The statistics say more is better – here is one breakdown from Volusion sure to make your head spin:

  • Facebook 1-2 times per day. HubSpot’s research found that results varied based on how many followers you have. But for most brands, any more than twice a day and you’re likely to see less engagement per post.
  • Twitter 5-10 times a day. On the fast-moving platform, more is generally better so you increase your chances of being seen.
  • LinkedIn 20 times per month, or about once per business day. LinkedIn’s research shows that, with that frequency, you should be able to reach 60% of your audience on the platform.
  • Instagram 1-2 times per day. Union Metrics found that top-performing brands on Instagram post an average of 1.5 times a day.

If you manage a Facebook Page, you know the pressure to post is real. How many times have I received a notice from Facebook to post something, just hours after I did just that?

Then there are those, including myself, who counsel a “quantity over quality” approach. Advising clients, readers and conference attendees to stop filling up on junk food and instead focus on a balanced diet of content and updates.

But what will you lose if you focus on quality over quantity? And what will you gain?

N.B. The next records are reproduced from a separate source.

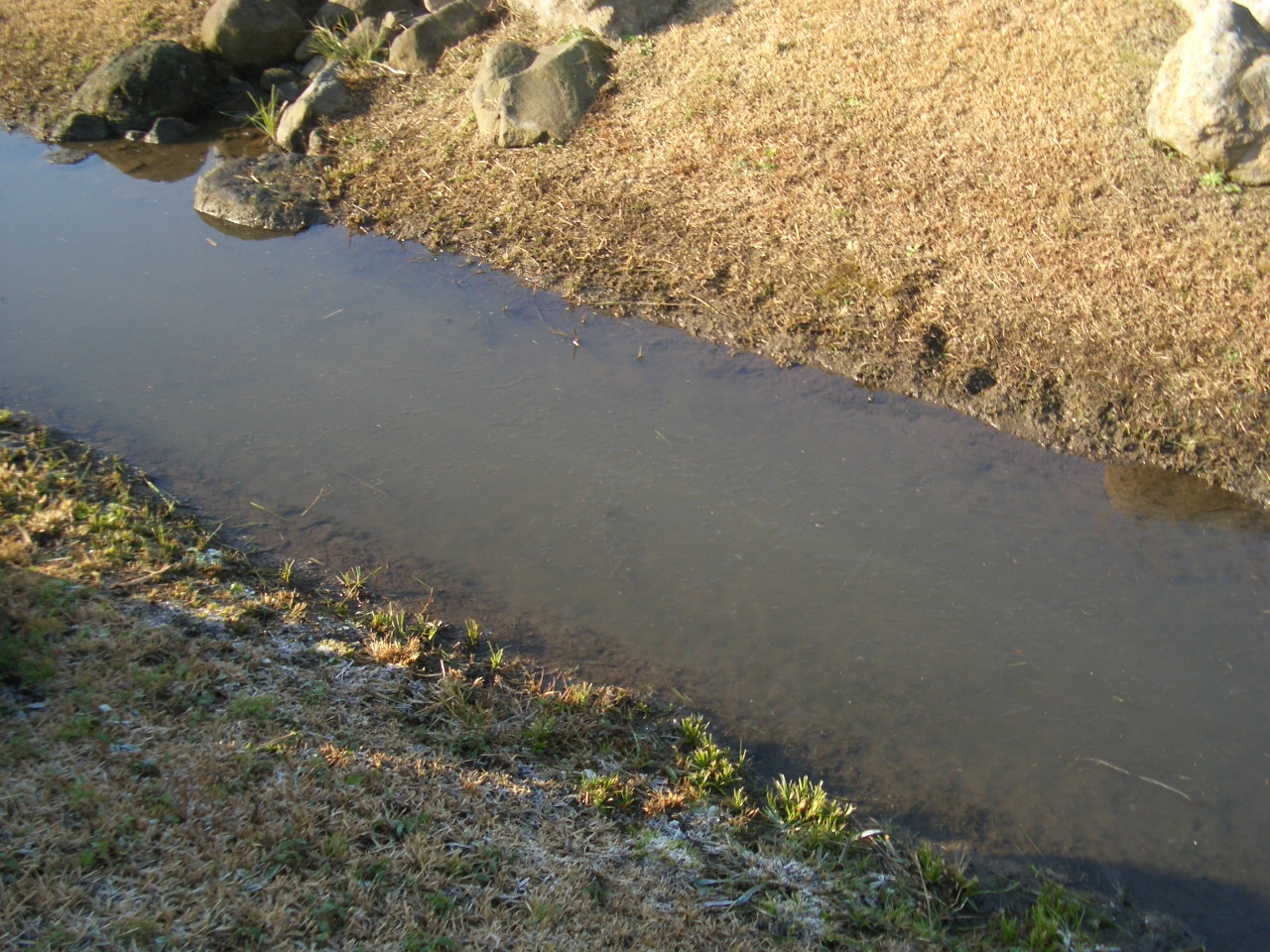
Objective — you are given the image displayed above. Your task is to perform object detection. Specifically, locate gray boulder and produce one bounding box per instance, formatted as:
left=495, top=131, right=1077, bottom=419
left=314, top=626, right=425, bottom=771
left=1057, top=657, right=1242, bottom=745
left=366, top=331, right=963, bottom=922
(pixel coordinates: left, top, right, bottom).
left=389, top=0, right=494, bottom=72
left=508, top=0, right=680, bottom=41
left=194, top=155, right=326, bottom=232
left=202, top=0, right=309, bottom=76
left=64, top=40, right=216, bottom=133
left=52, top=113, right=110, bottom=142
left=472, top=37, right=612, bottom=147
left=1174, top=0, right=1270, bottom=29
left=274, top=63, right=352, bottom=151
left=314, top=0, right=423, bottom=27
left=1147, top=0, right=1270, bottom=185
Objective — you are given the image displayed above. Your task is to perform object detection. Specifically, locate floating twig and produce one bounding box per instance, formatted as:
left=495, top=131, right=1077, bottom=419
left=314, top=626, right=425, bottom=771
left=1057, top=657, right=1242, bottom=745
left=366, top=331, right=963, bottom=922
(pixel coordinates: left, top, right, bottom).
left=249, top=500, right=291, bottom=522
left=1077, top=757, right=1194, bottom=802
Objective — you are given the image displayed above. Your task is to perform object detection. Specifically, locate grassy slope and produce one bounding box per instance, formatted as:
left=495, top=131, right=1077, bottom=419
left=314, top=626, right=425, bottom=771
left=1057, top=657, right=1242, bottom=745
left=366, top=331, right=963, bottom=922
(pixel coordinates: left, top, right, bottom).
left=0, top=414, right=1185, bottom=952
left=336, top=0, right=1270, bottom=502
left=0, top=0, right=1270, bottom=503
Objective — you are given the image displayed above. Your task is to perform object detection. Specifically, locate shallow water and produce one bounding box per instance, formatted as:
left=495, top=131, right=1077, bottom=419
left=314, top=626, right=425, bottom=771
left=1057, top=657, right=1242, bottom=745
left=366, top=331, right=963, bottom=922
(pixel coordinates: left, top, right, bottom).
left=0, top=137, right=1270, bottom=949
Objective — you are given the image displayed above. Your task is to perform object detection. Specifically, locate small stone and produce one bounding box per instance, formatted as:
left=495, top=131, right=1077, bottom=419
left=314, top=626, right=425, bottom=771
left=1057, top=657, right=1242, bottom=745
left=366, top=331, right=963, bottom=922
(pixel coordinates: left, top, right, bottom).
left=54, top=113, right=110, bottom=142
left=145, top=115, right=198, bottom=146
left=389, top=0, right=493, bottom=72
left=274, top=63, right=352, bottom=151
left=472, top=37, right=612, bottom=147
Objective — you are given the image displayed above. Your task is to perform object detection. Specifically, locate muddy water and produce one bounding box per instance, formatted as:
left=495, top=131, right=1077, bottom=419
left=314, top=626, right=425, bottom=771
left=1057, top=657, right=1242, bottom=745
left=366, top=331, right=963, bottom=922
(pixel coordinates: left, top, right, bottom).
left=0, top=137, right=1270, bottom=949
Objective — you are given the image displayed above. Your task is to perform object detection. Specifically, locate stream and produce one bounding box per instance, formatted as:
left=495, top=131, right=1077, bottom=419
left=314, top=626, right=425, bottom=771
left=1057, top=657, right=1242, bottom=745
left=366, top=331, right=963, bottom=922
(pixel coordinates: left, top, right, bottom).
left=0, top=135, right=1270, bottom=951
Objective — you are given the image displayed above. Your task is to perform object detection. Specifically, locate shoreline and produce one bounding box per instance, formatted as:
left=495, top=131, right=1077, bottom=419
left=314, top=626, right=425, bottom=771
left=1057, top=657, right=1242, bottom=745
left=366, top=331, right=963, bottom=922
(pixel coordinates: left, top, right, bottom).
left=5, top=0, right=1270, bottom=505
left=0, top=412, right=1197, bottom=952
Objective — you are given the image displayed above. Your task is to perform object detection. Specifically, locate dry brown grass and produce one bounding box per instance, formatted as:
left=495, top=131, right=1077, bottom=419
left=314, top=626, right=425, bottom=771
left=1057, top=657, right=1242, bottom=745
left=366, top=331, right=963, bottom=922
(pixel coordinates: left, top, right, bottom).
left=0, top=414, right=1180, bottom=952
left=0, top=0, right=209, bottom=128
left=0, top=0, right=1270, bottom=503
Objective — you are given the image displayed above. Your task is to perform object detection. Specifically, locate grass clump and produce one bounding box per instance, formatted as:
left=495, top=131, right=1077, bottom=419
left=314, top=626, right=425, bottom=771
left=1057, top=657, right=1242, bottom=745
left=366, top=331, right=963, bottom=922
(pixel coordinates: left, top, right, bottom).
left=309, top=20, right=391, bottom=66
left=0, top=417, right=1194, bottom=952
left=241, top=86, right=287, bottom=142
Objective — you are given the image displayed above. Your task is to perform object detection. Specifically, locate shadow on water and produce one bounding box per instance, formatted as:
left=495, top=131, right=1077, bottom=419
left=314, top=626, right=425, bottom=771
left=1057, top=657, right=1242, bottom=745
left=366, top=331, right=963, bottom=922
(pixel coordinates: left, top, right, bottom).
left=0, top=130, right=1270, bottom=949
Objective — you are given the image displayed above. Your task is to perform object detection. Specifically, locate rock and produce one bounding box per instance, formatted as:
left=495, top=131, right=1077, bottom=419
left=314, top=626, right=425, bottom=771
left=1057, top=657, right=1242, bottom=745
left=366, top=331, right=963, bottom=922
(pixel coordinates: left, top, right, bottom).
left=1147, top=0, right=1270, bottom=185
left=71, top=40, right=216, bottom=133
left=142, top=115, right=198, bottom=146
left=472, top=37, right=612, bottom=147
left=202, top=0, right=309, bottom=75
left=1174, top=0, right=1270, bottom=29
left=314, top=0, right=423, bottom=28
left=52, top=113, right=110, bottom=142
left=508, top=0, right=680, bottom=41
left=259, top=66, right=308, bottom=103
left=389, top=0, right=494, bottom=72
left=274, top=63, right=353, bottom=151
left=194, top=155, right=326, bottom=232
left=300, top=56, right=330, bottom=80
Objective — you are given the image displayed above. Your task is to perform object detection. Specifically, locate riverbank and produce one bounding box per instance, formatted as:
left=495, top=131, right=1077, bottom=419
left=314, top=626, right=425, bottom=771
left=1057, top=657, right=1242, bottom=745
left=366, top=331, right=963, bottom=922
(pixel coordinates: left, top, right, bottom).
left=0, top=413, right=1190, bottom=949
left=0, top=0, right=1270, bottom=504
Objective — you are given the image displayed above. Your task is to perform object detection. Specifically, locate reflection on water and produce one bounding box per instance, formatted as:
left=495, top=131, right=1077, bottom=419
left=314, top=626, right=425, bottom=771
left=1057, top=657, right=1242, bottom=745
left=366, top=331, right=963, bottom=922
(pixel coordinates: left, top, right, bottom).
left=0, top=132, right=1270, bottom=948
left=1102, top=466, right=1270, bottom=532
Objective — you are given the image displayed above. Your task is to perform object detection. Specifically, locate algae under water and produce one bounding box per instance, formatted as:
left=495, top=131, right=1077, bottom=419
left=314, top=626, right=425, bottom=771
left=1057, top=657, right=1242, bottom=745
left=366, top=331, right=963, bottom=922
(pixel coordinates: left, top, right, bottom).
left=0, top=137, right=1270, bottom=949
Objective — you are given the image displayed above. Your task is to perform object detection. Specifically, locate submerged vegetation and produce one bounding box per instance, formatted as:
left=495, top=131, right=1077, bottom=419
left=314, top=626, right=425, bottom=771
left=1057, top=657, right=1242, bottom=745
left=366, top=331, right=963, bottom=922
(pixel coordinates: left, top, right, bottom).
left=0, top=414, right=1181, bottom=952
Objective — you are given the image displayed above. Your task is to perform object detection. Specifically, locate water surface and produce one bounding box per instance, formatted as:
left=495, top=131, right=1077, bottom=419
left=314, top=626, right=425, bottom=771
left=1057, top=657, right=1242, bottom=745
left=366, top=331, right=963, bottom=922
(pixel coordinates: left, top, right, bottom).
left=0, top=137, right=1270, bottom=949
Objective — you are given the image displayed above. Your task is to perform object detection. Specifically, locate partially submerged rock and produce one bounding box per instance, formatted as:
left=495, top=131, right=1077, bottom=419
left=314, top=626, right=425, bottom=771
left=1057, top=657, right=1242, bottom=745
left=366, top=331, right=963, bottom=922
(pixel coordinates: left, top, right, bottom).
left=508, top=0, right=680, bottom=41
left=52, top=113, right=110, bottom=142
left=274, top=63, right=352, bottom=151
left=141, top=115, right=198, bottom=146
left=472, top=37, right=612, bottom=147
left=1147, top=0, right=1270, bottom=185
left=202, top=0, right=309, bottom=76
left=54, top=40, right=216, bottom=141
left=389, top=0, right=494, bottom=72
left=194, top=155, right=326, bottom=232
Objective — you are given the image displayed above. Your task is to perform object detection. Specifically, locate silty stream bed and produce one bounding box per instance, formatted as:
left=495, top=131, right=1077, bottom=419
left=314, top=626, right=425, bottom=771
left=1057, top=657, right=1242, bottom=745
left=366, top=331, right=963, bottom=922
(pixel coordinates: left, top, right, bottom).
left=0, top=136, right=1270, bottom=949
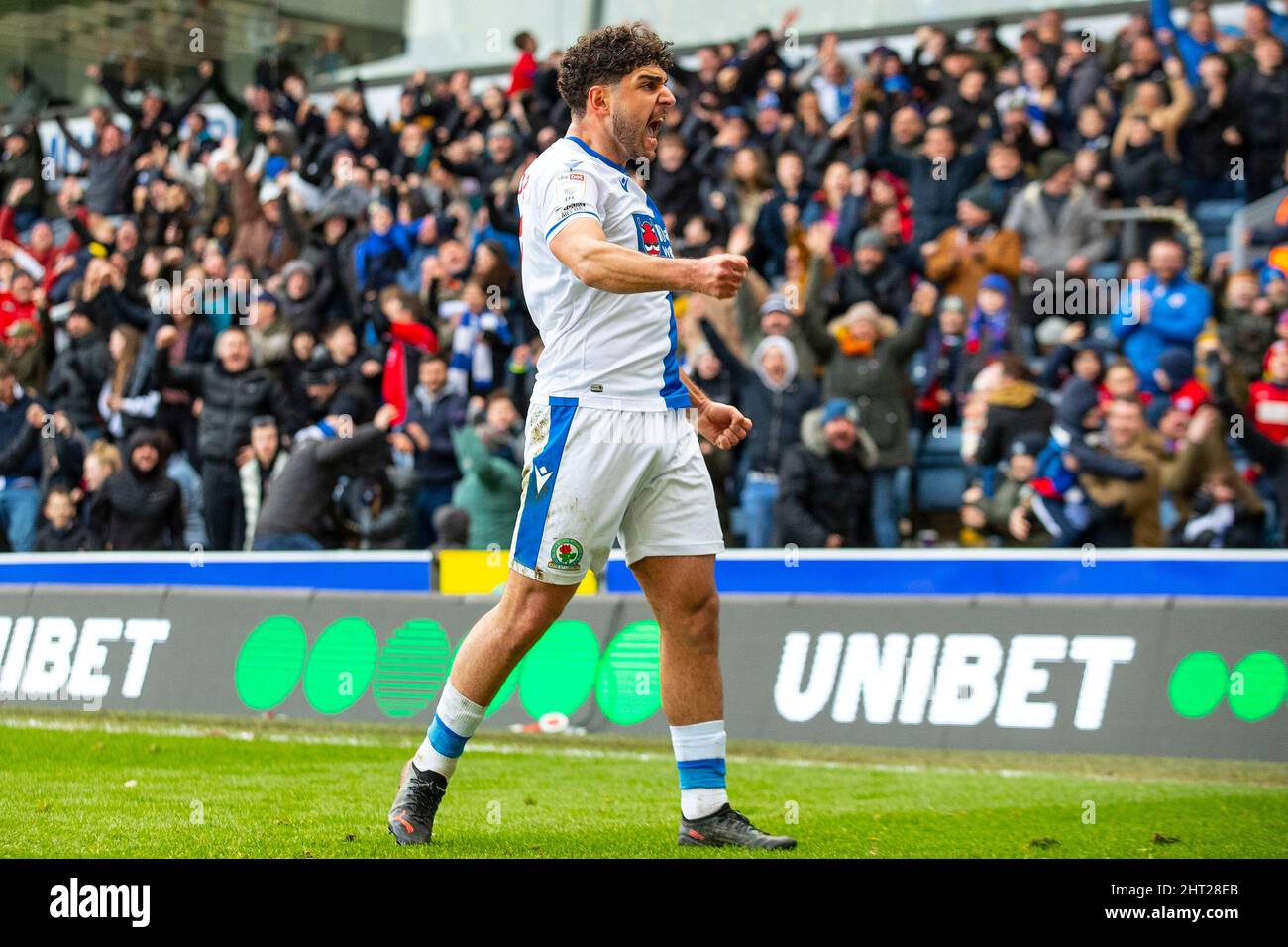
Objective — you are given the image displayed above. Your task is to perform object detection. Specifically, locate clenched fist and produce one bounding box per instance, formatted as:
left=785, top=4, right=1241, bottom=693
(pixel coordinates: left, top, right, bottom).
left=695, top=254, right=747, bottom=299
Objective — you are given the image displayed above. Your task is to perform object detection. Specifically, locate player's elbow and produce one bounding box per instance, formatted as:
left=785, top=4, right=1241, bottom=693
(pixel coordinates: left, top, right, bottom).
left=568, top=253, right=609, bottom=290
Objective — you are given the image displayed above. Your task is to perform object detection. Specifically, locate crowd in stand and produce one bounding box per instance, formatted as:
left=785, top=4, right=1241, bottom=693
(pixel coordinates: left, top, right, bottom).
left=0, top=0, right=1288, bottom=552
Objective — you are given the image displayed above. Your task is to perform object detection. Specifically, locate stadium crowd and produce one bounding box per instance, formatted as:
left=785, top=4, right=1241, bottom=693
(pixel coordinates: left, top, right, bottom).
left=0, top=0, right=1288, bottom=552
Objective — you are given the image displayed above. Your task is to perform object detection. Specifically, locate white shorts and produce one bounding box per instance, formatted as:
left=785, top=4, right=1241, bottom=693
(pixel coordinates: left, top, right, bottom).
left=510, top=398, right=724, bottom=585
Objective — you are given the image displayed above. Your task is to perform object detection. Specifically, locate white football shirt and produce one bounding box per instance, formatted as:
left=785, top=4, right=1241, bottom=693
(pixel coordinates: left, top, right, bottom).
left=519, top=137, right=690, bottom=411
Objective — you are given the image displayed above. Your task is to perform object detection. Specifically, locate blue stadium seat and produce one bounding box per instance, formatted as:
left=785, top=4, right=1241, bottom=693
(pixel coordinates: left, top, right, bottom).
left=915, top=428, right=967, bottom=513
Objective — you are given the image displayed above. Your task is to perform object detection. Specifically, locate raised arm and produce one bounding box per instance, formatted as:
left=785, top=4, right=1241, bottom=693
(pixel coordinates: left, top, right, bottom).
left=550, top=215, right=747, bottom=299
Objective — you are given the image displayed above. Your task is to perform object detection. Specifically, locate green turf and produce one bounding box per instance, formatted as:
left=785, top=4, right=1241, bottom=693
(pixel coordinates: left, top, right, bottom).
left=0, top=710, right=1288, bottom=858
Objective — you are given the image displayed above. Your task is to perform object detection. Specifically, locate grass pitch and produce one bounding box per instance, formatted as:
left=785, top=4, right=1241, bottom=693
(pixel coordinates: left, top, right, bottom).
left=0, top=708, right=1288, bottom=858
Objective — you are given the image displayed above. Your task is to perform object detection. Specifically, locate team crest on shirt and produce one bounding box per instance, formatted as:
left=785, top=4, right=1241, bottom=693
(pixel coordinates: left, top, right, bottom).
left=549, top=536, right=583, bottom=571
left=631, top=214, right=675, bottom=257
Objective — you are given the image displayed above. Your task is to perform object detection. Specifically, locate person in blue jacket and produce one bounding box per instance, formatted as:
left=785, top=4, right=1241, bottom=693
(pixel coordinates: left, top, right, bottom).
left=1149, top=0, right=1221, bottom=86
left=1109, top=237, right=1212, bottom=394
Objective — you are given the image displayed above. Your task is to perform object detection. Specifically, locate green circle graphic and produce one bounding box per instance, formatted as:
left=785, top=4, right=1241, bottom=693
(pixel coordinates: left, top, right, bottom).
left=304, top=616, right=378, bottom=714
left=519, top=620, right=599, bottom=719
left=447, top=631, right=527, bottom=719
left=373, top=618, right=451, bottom=717
left=233, top=614, right=309, bottom=710
left=1167, top=651, right=1231, bottom=719
left=595, top=621, right=662, bottom=727
left=1229, top=651, right=1288, bottom=720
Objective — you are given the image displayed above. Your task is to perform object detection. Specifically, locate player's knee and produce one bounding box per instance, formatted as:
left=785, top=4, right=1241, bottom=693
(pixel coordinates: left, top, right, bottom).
left=667, top=588, right=720, bottom=650
left=498, top=592, right=561, bottom=651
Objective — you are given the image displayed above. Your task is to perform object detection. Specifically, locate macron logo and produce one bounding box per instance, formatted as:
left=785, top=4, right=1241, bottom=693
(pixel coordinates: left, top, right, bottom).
left=537, top=467, right=555, bottom=493
left=49, top=878, right=152, bottom=927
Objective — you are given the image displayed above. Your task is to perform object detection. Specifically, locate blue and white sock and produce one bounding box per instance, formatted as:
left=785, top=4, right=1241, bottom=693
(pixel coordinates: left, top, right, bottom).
left=411, top=681, right=485, bottom=779
left=671, top=720, right=729, bottom=819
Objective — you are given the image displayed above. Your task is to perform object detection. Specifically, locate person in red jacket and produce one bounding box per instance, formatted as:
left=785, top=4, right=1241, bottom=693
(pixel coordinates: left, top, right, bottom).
left=0, top=269, right=40, bottom=338
left=505, top=30, right=537, bottom=98
left=1248, top=339, right=1288, bottom=445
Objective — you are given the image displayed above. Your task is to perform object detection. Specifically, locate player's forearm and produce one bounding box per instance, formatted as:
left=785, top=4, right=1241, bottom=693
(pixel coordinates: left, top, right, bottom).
left=570, top=240, right=699, bottom=294
left=680, top=371, right=711, bottom=411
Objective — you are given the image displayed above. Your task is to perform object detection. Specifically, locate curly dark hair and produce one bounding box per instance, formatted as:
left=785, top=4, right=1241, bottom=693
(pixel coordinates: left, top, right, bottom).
left=559, top=21, right=675, bottom=116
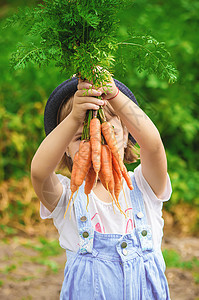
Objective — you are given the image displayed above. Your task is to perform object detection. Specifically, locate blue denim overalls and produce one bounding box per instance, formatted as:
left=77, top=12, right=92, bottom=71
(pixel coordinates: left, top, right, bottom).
left=60, top=176, right=170, bottom=300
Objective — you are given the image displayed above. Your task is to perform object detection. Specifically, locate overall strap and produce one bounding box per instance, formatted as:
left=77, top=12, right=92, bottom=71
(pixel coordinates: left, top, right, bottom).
left=130, top=175, right=153, bottom=251
left=73, top=182, right=94, bottom=254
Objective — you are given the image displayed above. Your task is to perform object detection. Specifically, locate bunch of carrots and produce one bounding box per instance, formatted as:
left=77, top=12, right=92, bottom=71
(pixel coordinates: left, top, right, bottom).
left=64, top=88, right=133, bottom=218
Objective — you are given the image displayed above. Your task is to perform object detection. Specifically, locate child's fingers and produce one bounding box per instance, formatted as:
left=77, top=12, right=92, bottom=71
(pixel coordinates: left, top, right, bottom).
left=76, top=89, right=102, bottom=97
left=77, top=79, right=93, bottom=90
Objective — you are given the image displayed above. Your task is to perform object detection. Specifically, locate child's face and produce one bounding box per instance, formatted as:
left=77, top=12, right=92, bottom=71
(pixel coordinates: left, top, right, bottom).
left=67, top=116, right=128, bottom=160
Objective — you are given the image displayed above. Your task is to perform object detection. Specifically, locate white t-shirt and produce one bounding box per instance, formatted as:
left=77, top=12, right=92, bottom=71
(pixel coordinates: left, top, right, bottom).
left=40, top=165, right=172, bottom=252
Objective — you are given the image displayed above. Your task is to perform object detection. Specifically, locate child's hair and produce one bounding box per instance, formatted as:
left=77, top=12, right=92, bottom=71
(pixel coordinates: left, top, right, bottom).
left=57, top=96, right=139, bottom=173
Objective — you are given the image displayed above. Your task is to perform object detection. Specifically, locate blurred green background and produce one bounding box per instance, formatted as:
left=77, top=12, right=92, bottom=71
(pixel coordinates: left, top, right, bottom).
left=0, top=0, right=199, bottom=235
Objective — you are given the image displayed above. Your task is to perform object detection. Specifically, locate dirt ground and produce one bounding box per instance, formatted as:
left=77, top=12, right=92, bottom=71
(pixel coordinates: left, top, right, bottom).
left=0, top=233, right=199, bottom=300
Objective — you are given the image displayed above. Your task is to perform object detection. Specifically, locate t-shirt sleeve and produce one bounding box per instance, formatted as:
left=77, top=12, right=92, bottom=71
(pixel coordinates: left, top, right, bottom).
left=134, top=164, right=172, bottom=203
left=40, top=174, right=71, bottom=219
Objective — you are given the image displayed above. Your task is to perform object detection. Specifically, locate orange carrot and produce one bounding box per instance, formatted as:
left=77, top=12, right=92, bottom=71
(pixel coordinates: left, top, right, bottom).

Recently, we had a chance to put the theories of quantity vs quality to the test. A client, who had been managing their content marketing and social media, asked us to take over the channels temporarily, and while we were doing it, make recommendations as to how they could improve results.

Reviewing their channels, we observed they were posting frequently – sometimes 3 times per day – but the content being shared was generic, overdesigned and/or repetitive.

Our recommendations – reduce the number of times we post each week, and ensure posts are more relevant, more attractive and more engaging.

Then we tracked the results. (For purposes of this article we are going to focus on one channel, rather than all of them).

Dark grey is November/December 2018 when run by the client.
Light blue January/February 2019, after we took over.

The bank was very active in November and December, posting 59 items to their Facebook Page. After going dark in January, Sundin took over in February, sharing far less.

At the end of the month, we noticed a steep decline in impressions and likes, which was not surprising given the smaller quantity of posts but caused a bit of worry for the client who may be questioned about the change.

Does that mean our recommendations led to failure? Absolutely not.

Because the numbers that demonstrate true engagement & interest – new fans, comments, and shares – experienced an upturn.

Breaking it down 

In November & December, the client posted 59 items to Facebook and received on average:

  • .27 shares per post
  • .25 comments per post
  • .16 new fans per post

In January & February, we posted 16 items and received on average:

  • 1 share per post
  • 2.4 comments per post
  • 2.3 new fans per post

What this says to us, and hopefully to you, is that when we spend the time creating quality content we see improvement in metrics that demonstrate true interest (vs “impressions” which basically means it crossed through someone’s feed), and drives true engagement.

In an ideal world, we would post better quality content more frequently, but we also recognize that time is a resource most don’t have enough of. So if you have to choose between quality and quantity?

Pick quality and make your efforts count.